The cost of servicing a mortgage has risen at its fastest rate in more than seven years for most Australians, despite the Reserve Bank’s 16-month freeze on the cash rate.
According to the latest cost of living data from the Australian Bureau of Statistics (ABS), interest charges on mortgages for employed Aussies have risen by 4.5% since December, more than double the official rate of inflation. (The official cash rate has remained frozen at 1.5%.)
On Wednesday, a polemic report from the Productivity Commission accused the Big Four of taking advantage of existing customers by offering them higher interest rates than they do to new customers.
The Productivity Commission added that loyal customers were “ripe for exploitation,” with one in two people still banking with their first bank while accepting interest rates on home loans up to 0.4% higher than new customers.

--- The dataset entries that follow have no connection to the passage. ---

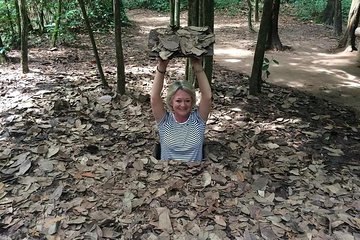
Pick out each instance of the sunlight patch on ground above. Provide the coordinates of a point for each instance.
(233, 60)
(233, 52)
(229, 25)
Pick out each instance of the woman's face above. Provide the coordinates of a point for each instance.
(181, 103)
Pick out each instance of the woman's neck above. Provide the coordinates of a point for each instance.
(181, 119)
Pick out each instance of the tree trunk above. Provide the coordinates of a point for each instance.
(120, 68)
(24, 37)
(329, 13)
(174, 14)
(3, 57)
(201, 13)
(208, 20)
(193, 20)
(349, 38)
(18, 23)
(57, 24)
(41, 17)
(8, 15)
(92, 39)
(256, 11)
(250, 26)
(256, 72)
(338, 18)
(273, 40)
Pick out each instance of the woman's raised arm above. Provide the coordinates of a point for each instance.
(205, 89)
(157, 104)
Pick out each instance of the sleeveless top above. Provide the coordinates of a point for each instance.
(182, 141)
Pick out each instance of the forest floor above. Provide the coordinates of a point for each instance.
(76, 162)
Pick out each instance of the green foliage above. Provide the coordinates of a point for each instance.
(226, 4)
(157, 5)
(313, 9)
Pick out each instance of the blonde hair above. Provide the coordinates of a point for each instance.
(180, 85)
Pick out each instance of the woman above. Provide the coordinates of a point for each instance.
(181, 127)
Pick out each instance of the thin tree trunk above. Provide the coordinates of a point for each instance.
(41, 17)
(92, 39)
(172, 14)
(120, 68)
(24, 37)
(208, 16)
(348, 38)
(57, 24)
(177, 13)
(8, 15)
(250, 26)
(338, 18)
(329, 13)
(255, 81)
(18, 22)
(3, 57)
(257, 11)
(273, 41)
(193, 20)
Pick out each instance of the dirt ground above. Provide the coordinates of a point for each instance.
(312, 65)
(76, 159)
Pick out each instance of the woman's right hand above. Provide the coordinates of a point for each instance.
(162, 65)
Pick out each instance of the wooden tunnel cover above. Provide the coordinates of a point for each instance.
(189, 41)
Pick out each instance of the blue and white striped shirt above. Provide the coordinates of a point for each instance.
(182, 141)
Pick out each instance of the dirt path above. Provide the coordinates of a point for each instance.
(310, 66)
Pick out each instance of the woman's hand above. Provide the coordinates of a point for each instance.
(162, 65)
(196, 63)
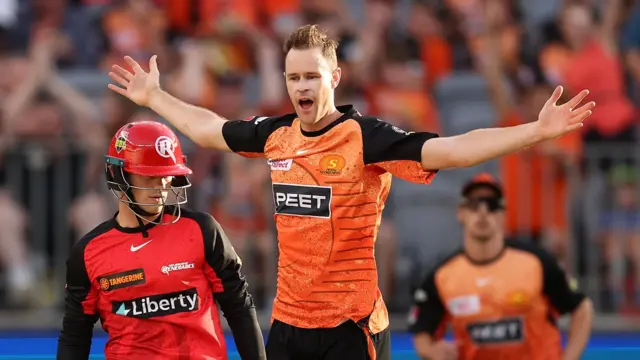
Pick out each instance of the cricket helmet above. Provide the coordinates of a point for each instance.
(147, 148)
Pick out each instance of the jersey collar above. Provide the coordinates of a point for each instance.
(348, 112)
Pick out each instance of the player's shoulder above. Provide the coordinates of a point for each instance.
(272, 122)
(78, 249)
(443, 262)
(536, 251)
(205, 221)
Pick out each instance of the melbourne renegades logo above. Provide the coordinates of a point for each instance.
(165, 147)
(104, 284)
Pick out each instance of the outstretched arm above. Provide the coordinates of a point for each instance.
(202, 126)
(481, 145)
(231, 290)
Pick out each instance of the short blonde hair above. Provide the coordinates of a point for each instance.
(310, 37)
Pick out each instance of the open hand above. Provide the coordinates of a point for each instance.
(555, 120)
(138, 86)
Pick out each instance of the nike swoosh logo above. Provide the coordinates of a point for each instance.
(136, 248)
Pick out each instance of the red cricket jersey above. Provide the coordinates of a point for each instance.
(156, 296)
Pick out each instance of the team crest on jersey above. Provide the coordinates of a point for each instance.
(332, 165)
(518, 298)
(121, 141)
(464, 305)
(280, 165)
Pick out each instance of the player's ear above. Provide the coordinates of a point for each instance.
(335, 77)
(460, 213)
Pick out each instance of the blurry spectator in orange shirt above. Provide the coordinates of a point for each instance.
(136, 28)
(535, 180)
(620, 235)
(588, 58)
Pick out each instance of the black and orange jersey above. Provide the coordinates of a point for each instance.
(157, 296)
(503, 309)
(329, 189)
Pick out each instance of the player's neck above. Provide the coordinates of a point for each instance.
(483, 251)
(332, 115)
(127, 219)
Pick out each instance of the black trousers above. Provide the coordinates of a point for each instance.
(346, 341)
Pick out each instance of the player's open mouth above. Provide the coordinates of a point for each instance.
(305, 103)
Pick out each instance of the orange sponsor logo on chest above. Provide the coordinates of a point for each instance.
(332, 165)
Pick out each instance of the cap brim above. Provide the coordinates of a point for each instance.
(175, 170)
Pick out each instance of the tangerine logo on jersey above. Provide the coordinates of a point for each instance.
(332, 165)
(519, 298)
(122, 279)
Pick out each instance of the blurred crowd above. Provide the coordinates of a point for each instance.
(445, 66)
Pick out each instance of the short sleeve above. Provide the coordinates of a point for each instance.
(428, 313)
(563, 296)
(249, 137)
(395, 150)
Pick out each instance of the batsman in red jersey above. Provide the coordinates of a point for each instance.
(331, 170)
(154, 272)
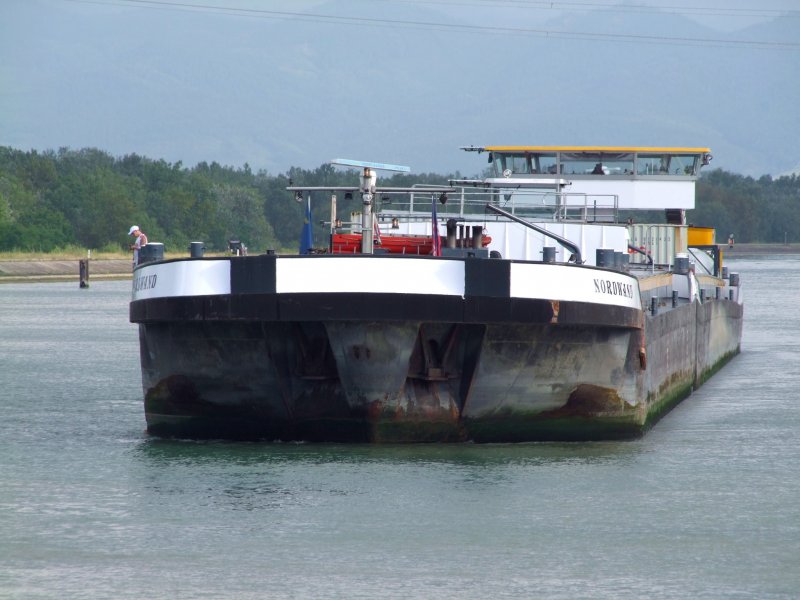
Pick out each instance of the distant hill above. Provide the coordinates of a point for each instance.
(274, 93)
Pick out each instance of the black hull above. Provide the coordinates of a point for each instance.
(393, 368)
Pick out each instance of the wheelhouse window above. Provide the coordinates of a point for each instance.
(597, 163)
(667, 164)
(506, 165)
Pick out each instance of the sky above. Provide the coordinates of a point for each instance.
(95, 90)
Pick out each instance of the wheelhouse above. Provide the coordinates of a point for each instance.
(592, 161)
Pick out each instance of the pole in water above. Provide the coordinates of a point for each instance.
(83, 267)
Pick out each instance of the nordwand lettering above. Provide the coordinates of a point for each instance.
(145, 282)
(613, 288)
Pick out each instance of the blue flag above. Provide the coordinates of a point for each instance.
(307, 235)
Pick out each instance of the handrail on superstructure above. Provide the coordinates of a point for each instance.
(563, 241)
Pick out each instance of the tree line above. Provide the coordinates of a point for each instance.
(88, 198)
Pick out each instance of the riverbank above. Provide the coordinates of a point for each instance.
(42, 269)
(27, 270)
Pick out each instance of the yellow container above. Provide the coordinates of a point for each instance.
(701, 236)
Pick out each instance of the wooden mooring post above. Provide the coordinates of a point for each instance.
(83, 268)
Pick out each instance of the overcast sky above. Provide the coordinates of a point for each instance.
(723, 15)
(148, 76)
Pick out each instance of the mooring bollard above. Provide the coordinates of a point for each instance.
(83, 268)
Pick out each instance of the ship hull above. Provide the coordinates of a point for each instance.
(484, 362)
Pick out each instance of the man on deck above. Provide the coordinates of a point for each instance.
(141, 240)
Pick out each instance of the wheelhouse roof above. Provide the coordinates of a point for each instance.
(595, 149)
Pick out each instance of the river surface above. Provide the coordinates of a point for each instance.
(706, 505)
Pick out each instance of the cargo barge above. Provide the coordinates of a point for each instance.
(528, 305)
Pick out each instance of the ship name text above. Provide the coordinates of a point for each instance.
(145, 282)
(613, 288)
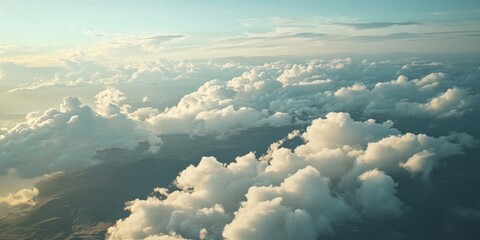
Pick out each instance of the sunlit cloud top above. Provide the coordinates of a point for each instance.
(43, 32)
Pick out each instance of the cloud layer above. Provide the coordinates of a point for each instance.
(302, 192)
(68, 138)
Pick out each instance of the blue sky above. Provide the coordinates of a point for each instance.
(43, 31)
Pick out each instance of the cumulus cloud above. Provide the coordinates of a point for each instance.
(66, 139)
(304, 192)
(282, 93)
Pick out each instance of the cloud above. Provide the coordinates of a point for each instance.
(278, 93)
(372, 25)
(282, 93)
(305, 192)
(22, 199)
(68, 138)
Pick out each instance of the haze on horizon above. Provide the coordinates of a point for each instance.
(239, 119)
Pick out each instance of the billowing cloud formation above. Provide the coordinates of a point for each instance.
(22, 199)
(281, 93)
(66, 139)
(247, 95)
(291, 193)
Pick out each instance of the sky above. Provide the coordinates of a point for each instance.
(42, 32)
(381, 99)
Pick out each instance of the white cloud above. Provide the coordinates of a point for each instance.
(66, 139)
(22, 199)
(290, 193)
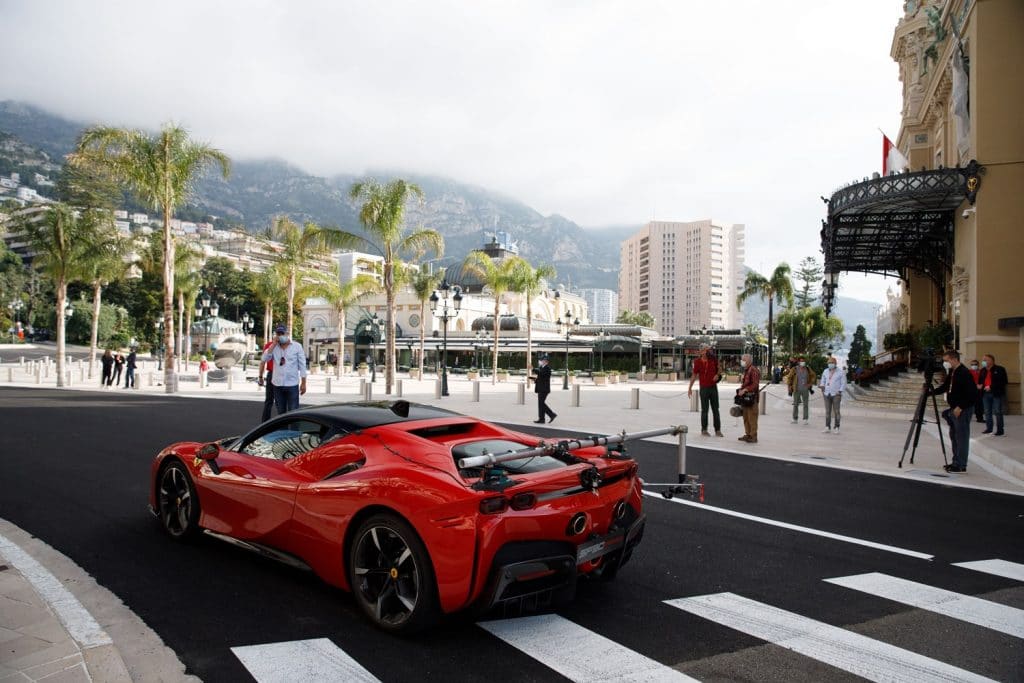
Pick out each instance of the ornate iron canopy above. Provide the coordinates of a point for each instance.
(897, 223)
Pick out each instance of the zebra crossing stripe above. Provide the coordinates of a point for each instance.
(850, 651)
(316, 659)
(964, 607)
(995, 567)
(578, 653)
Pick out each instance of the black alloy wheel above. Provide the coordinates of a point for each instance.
(178, 505)
(391, 574)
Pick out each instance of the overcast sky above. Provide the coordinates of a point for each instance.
(606, 113)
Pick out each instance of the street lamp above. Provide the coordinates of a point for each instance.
(247, 326)
(444, 315)
(206, 310)
(570, 326)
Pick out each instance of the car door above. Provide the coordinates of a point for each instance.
(253, 495)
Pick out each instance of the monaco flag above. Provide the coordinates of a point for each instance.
(892, 160)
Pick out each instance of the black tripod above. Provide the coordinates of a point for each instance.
(919, 419)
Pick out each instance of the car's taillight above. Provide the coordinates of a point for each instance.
(523, 501)
(493, 506)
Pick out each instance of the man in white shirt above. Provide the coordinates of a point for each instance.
(289, 377)
(833, 385)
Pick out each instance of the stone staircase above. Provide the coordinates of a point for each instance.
(899, 392)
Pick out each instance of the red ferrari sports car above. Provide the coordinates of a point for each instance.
(371, 497)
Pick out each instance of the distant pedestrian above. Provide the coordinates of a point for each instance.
(706, 370)
(801, 383)
(108, 364)
(992, 383)
(750, 384)
(119, 364)
(289, 371)
(130, 370)
(961, 394)
(979, 408)
(833, 386)
(264, 381)
(542, 385)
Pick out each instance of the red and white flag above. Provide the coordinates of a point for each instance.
(892, 160)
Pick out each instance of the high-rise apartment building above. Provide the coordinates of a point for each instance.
(686, 275)
(602, 305)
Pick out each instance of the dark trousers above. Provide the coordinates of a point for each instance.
(960, 434)
(709, 397)
(287, 398)
(267, 398)
(542, 407)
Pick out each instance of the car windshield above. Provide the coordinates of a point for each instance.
(500, 446)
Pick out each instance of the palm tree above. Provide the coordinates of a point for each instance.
(777, 288)
(58, 237)
(299, 247)
(530, 282)
(383, 217)
(341, 297)
(498, 276)
(102, 260)
(161, 170)
(424, 285)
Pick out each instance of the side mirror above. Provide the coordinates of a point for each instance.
(209, 453)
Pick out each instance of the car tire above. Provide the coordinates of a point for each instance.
(177, 504)
(391, 574)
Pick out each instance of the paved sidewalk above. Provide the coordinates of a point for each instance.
(35, 642)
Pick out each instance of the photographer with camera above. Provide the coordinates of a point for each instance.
(961, 394)
(706, 369)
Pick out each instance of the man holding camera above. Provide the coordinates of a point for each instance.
(706, 369)
(961, 394)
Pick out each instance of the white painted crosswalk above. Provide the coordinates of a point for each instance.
(850, 651)
(578, 653)
(964, 607)
(995, 567)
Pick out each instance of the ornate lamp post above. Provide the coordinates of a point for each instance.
(444, 314)
(206, 310)
(569, 326)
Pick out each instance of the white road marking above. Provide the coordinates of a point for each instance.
(80, 624)
(995, 567)
(795, 527)
(844, 649)
(964, 607)
(578, 653)
(316, 659)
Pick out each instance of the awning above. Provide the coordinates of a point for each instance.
(892, 224)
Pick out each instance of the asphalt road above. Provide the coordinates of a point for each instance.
(74, 472)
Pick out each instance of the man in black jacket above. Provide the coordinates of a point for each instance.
(542, 385)
(961, 394)
(992, 384)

The report found that the Turnbull government and the Australian Prudential Regulation Authority (APRA) had inadvertently provided a $500m windfall to the banking sector in their effort to cool the overheated housing markets in the east coast capitals.
Banks have responded to orders from APRA to curb interest-only home loans by raising interest rates, not just for new loans, but for all existing investor home loans.
“It is completely unsurprising that faced with the opportunity to re-price their loan book as a consequence of regulatory changes, banks did just that,” the Commission said.